“Here is the secret to success: have a great product.
This is the only thing all great companies have in common.”
— Sam Altman, President of Y Combinator
Your goal as a startup is to make something users love.
It’s as simple as that. Build a great product and the rest will follow.
Make Something People Want is the motto of Y Combinator, an early stage startup accelerator that has supported the launch of companies like airbnb, reddit, and Dropbox. Build something— not that people need — but rather something they want and are willing to pay for.
How do you build a great product?
Simply put: you must solve a real problem that people have. Not just any issue that mildly bothers them from time to time; no, rather something that really pisses people off — a real problem.
Build something that saves people time, saves them money, adds convenience to their life, improves the quality of an experience — essentially improves their life in one way, shape, or another.
What does this look like in action?
At the core of making something people want are two activities, that if done consistently and thoroughly, will lead you to a successful product.

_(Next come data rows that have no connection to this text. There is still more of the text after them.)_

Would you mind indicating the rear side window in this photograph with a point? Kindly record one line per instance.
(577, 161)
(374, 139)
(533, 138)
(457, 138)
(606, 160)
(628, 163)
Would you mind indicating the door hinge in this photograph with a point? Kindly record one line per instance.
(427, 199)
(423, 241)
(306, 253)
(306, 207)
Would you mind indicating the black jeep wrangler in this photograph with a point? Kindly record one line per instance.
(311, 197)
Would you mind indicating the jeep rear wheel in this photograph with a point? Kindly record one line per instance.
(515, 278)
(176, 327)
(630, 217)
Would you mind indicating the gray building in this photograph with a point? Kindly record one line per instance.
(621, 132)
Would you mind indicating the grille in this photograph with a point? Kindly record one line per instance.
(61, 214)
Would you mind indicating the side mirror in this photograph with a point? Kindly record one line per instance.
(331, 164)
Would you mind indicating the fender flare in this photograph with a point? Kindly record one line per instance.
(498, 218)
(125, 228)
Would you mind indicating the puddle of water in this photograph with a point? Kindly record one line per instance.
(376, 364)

These two activities are: #1) Building an MVP and #2) Talking to your customers
We repeat: the two most important things you can do to grow your idea and turn it into a successful business is building product and talking to your customers.

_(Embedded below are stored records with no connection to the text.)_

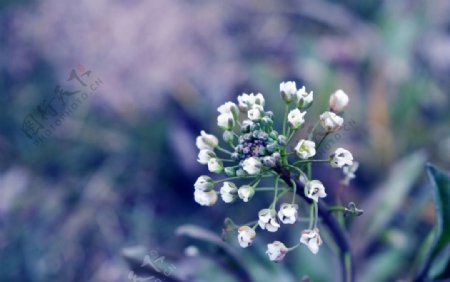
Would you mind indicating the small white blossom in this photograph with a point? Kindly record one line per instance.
(296, 118)
(255, 113)
(246, 235)
(205, 198)
(311, 238)
(349, 172)
(215, 165)
(229, 107)
(246, 192)
(288, 213)
(288, 91)
(204, 183)
(228, 192)
(226, 121)
(341, 157)
(304, 99)
(205, 155)
(305, 149)
(315, 190)
(330, 121)
(338, 101)
(252, 165)
(276, 251)
(268, 220)
(206, 141)
(247, 101)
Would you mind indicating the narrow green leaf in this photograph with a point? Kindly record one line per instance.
(436, 262)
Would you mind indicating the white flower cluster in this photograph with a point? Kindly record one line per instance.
(258, 150)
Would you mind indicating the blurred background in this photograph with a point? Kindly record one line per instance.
(87, 193)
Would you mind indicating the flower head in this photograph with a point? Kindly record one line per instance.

These are so critically important that, if Grow Your Idea had a body, we would get “Build Product. Talk to Users. Repeat.” tattooed on our forehead. It’s that essential to the start of your new business.

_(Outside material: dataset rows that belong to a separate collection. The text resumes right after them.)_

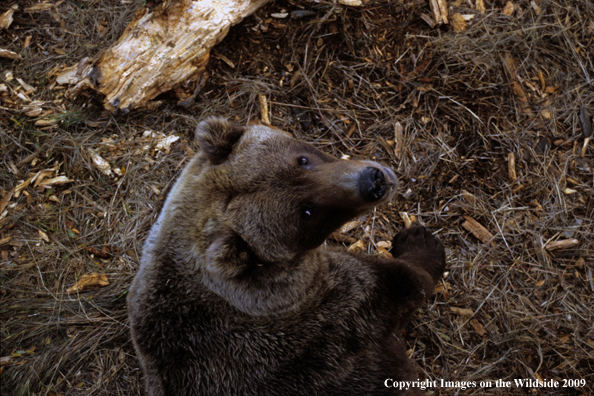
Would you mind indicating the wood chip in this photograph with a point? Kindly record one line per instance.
(509, 8)
(264, 109)
(7, 18)
(9, 55)
(462, 311)
(357, 247)
(405, 217)
(439, 8)
(351, 225)
(100, 163)
(43, 236)
(6, 361)
(88, 282)
(398, 140)
(338, 237)
(458, 23)
(59, 180)
(5, 200)
(480, 6)
(469, 198)
(511, 166)
(39, 7)
(516, 87)
(480, 330)
(562, 244)
(478, 231)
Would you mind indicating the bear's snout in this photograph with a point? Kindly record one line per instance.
(375, 182)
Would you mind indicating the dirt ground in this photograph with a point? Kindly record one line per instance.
(484, 121)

Let’s dive in a little deeper.
Your idea probably has 1 million different features that you’re envisioning in your head. But do customers care about all of these? You shouldn’t build what isn’t absolutely necessary.
What is an MVP? It stands for Minimum Viable Product, and it’s the minimum set of features that a customer is willing to pay for. In other words, it’s the simplest thing you could possibly build that effectively solves your customers’ problems.
Therefore it is your job to discover which features are the most important — to find the core value your product provides. Start with your number-one problem. What big problem are you solving? What is the absolute minimum features you can build in order to fix that?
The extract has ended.